Understanding how to determine injection molding costs can be beneficial in three ways:
- To determine if making the product will be profitable,
- To play “what-if ’ games by changing materials, cavitation, volumes, or press sizes to see if additional profit can be generated, and
- As a monitor to determine whether or not outside molding vendor costs are reasonable.
There are four basic items to be analyzed for determining molding costs: material, labor, machine rates, and toolings’ costs.
When calculating material costs, the volume, or cost per cubic inch is the factor to look for, not just the cost per pound of raw material.
If possible, it is wise to utilize regrind plastic, as the price is usually half the cost of virgin material.
The amount of regrind that can safely be utilized is usually 15% of the total by weight. However, tests have shown that 100% regrind can be just as good as 100% virgin concerning final physical properties.
Unless hot runner systems are being utilized, the amount of material that makes up the runner and sprue should never be more than 15% of the total shot size, by weight. Following this rule of thumb will ensure that there is no more than 15% regrind material available for use.
Clamp tonnage determines the size of machine needed for molding.
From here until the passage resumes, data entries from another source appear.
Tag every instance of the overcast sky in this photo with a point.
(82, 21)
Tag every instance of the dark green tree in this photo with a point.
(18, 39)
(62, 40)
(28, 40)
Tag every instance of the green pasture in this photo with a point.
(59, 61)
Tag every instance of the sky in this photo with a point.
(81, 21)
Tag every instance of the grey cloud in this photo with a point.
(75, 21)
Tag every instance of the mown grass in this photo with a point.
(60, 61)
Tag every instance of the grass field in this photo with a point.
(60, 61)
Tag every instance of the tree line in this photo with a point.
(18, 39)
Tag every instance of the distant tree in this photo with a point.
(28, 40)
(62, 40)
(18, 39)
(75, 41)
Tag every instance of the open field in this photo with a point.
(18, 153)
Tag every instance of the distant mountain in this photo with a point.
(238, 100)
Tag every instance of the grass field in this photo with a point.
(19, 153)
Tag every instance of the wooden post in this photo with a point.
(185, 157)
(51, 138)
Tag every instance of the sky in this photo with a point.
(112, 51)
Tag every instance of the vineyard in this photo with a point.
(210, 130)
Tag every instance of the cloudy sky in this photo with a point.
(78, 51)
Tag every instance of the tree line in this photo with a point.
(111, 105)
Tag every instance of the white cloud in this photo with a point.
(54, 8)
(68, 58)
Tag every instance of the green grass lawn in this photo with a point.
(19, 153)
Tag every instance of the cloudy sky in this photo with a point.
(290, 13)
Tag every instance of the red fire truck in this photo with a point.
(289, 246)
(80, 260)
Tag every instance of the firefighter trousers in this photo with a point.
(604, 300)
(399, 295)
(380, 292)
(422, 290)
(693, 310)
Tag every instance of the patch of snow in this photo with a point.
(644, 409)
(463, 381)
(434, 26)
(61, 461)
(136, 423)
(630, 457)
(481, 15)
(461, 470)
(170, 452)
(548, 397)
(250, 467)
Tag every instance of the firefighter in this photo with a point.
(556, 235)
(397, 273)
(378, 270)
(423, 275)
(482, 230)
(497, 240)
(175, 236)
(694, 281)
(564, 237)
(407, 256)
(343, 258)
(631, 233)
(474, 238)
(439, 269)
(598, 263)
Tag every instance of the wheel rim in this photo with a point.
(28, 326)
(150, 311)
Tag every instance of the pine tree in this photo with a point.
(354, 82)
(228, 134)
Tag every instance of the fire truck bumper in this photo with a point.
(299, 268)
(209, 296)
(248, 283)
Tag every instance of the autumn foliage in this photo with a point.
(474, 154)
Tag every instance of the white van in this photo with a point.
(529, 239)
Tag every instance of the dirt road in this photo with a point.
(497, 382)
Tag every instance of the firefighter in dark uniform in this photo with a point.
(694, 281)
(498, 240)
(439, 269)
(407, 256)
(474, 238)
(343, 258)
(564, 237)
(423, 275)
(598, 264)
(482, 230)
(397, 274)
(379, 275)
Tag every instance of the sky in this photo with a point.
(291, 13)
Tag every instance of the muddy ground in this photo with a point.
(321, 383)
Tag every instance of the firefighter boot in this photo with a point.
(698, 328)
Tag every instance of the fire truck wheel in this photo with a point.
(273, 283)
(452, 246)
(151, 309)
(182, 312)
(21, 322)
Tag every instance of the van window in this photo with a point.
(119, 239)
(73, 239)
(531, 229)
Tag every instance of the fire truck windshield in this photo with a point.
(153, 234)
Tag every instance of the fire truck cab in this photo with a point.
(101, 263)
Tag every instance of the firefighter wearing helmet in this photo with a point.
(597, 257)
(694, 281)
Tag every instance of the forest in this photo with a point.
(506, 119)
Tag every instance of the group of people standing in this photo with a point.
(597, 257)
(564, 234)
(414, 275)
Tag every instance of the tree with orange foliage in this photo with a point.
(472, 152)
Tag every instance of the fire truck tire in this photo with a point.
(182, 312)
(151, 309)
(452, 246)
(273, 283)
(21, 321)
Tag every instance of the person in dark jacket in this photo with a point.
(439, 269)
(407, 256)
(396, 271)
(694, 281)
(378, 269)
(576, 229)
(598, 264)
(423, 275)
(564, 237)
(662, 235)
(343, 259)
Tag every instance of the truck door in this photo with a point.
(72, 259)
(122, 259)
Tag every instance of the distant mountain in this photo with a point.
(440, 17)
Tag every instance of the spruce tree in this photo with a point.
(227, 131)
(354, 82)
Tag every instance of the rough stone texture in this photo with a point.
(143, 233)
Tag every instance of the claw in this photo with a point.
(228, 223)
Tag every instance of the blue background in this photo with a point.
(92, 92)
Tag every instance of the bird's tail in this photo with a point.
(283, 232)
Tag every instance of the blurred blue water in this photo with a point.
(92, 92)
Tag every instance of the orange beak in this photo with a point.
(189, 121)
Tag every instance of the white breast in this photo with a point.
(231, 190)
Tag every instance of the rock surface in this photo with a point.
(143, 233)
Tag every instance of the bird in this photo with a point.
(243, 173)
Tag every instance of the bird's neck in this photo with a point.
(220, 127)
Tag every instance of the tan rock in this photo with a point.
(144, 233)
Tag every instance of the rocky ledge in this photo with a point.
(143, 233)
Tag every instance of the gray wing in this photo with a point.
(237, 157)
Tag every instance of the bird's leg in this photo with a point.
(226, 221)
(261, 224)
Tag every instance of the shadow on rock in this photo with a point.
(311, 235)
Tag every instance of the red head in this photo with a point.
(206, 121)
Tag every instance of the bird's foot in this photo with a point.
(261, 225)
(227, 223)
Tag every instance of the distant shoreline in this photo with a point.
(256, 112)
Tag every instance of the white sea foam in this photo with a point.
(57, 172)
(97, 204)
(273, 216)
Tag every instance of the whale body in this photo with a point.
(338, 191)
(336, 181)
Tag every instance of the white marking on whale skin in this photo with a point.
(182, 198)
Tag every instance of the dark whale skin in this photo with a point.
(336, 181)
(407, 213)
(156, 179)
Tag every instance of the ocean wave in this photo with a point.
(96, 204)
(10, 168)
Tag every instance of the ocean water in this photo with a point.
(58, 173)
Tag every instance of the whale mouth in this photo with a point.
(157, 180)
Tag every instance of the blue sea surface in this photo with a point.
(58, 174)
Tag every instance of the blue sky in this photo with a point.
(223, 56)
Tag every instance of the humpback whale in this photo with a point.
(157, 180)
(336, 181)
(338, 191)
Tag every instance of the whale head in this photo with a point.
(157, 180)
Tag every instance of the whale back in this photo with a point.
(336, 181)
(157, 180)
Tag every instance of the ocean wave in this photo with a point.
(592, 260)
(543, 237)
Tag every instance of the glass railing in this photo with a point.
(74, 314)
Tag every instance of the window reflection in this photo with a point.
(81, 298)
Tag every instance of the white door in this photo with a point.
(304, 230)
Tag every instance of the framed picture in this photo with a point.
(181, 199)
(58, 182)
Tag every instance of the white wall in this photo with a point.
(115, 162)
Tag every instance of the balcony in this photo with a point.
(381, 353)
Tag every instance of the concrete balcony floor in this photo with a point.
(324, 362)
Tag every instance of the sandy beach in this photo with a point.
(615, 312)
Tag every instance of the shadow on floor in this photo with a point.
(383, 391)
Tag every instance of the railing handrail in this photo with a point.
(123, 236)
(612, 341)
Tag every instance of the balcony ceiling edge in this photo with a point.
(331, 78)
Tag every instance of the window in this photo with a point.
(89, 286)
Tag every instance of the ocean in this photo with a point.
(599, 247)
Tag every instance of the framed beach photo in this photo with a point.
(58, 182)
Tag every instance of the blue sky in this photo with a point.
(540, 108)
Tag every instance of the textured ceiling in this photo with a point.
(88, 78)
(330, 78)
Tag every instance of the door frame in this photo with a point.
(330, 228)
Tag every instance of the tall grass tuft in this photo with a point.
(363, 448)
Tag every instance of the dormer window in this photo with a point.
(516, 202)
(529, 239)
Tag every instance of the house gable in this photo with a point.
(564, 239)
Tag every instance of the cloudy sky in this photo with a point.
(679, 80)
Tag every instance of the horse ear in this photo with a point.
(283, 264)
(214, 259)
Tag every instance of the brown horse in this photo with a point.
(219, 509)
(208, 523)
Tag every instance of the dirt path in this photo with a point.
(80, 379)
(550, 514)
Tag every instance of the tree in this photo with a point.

This is calculated by determining the projected area of the cavities and multiplying that number by a factor from 2 to 8, which is the number of tons required to keep the mold closed against injection pressure.
The machine hour rate, or MHR, fluctuates because of geographical location, with the Northeast and far West being the most expensive areas in the U.S.
The total molding cycle is primarily dependent upon the cooling portion of that cycle.
Tooling costs are not normally amortized over the life of a product, but rather are paid for up front in a lump sum.